Aさんの場合

彼はお会いした当初、気分障害(うつ)と診断を受けていました。10年前に会社で仕事の内容で上司に厳しく叱責されたことから会社へ行くことがだんだん億劫になり、ついには出社せずに家に引きこもるようになったそうです。両親が見かねて心療内科に行った所、抑うつ症状であると言われ、抑うつ剤を処方。その後、うつ病となり、とうとう仕事に1度も復帰できないまま退職となっています。

 

私と会った日は退職後、数年経った時でしたが、不眠を訴え、欝々とした気持ちがいつまでたっても無くならないと話されていたことを覚えています。彼の抱えている辛さとしては、上記症状に加え、同世代が社会で活躍しているのを目の当たりにすると自分は何をやっているんだという自分への不甲斐なさ、あの時(会社で上司から叱責された時)に会社へ行っていればという後悔の念でした。

 

私も似たようなことでつまづいたことがあったので、何となく分かるような気がしました。

 

彼には、現状の辛い症状に焦点を当てすぎると更に辛くなっていく。症状は症状として受け止めて、やれることを少しずつやっていこうと伝えました。それでもしばらくはお会いしても同じような会話が続いていました。人は変えられない。この方もこのままずっと続いてしまうんだろうか。そんなことを頭がよぎったこともあります。しかし1年ほど経って転機が訪れます。

 

それは父親が病気になったことでした。あまり予後が良い病気では無く、母親も父親に付き添うことが増え、彼に関わる時間も少なくなっていました。実は両親は教育熱心だったようで、とにかく子供を良い大学に行かせたい、良い会社に入らせたい気持ちが強かったようです。それが子供にも十分伝わり、一生懸命にそれに子供も応えていた。

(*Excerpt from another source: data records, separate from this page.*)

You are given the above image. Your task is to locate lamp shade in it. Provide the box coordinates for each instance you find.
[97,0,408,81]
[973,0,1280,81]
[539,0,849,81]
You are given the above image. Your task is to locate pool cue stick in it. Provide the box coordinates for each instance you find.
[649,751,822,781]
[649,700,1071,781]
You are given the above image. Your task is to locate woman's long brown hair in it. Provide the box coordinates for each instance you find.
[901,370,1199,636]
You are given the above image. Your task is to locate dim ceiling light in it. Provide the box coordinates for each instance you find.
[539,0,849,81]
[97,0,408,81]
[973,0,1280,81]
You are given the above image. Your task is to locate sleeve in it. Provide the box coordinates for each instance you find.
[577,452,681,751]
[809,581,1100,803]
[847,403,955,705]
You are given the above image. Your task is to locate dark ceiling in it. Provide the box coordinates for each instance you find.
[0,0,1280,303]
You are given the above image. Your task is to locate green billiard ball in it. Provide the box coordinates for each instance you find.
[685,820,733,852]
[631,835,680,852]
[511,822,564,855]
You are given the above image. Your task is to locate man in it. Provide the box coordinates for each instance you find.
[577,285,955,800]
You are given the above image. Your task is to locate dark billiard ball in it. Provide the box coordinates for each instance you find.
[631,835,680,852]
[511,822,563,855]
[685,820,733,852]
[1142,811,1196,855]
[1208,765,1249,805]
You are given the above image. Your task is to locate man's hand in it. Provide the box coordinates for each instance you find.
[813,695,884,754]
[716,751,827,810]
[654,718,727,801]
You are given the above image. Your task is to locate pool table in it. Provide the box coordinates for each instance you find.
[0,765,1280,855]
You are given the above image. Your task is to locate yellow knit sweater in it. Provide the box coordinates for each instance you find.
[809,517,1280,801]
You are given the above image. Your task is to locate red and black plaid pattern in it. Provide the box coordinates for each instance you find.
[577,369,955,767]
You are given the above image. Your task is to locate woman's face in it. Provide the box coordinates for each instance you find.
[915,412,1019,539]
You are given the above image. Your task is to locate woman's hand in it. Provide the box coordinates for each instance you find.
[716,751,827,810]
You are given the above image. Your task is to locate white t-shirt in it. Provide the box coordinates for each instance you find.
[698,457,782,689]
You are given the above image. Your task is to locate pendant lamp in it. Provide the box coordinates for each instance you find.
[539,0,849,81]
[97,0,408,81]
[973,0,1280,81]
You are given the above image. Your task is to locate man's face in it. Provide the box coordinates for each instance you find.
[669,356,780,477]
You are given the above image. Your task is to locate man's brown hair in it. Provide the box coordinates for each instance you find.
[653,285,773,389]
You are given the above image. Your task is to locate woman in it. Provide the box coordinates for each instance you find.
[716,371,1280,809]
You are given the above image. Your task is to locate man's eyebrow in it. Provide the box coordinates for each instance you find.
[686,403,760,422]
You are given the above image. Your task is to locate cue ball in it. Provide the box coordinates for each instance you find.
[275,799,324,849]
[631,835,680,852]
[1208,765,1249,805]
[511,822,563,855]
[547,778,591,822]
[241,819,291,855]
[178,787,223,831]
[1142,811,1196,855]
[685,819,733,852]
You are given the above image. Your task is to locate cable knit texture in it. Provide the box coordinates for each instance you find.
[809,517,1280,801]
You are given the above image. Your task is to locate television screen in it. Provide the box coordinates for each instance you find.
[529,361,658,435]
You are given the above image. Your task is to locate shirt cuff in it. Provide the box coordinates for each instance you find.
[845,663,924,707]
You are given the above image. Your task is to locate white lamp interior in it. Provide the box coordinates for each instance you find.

そして会社を退職した後も両親は彼に対し色々とアドバイスをしたりしていたようです。それが子供には重荷にもなっていたようでした。

 

ひょんなことから関わりが薄くなり、彼は冷静に自分に対峙出来るようになっていきました。それからは、今の症状がクスリによって起こっている可能性もあること、うつは自然転帰でも十分寛解するものであること、辛い環境(彼の場合以前の職場)から離れることが気力の回復には重要なこともあるということ、両親との距離も近すぎる時には物理的に距離をとる(別居する)のも1つの選択肢であること、などを自身で勉強し、そして実践していかれました。

 

現在は別の場所にて仕事に就かれており、クスリもごく少ない量まで減っています。現在、彼と私の関係はたまにメールを頂く程度のものです。私は彼が快復に向かって着実に進まれたことから関わりを一旦終わらせました。今後、再びうまくいかなくなることがあるかもしれませんが、それは誰にでも起こることです。浮き沈みを繰り返しながら頑張って行かれることと思います。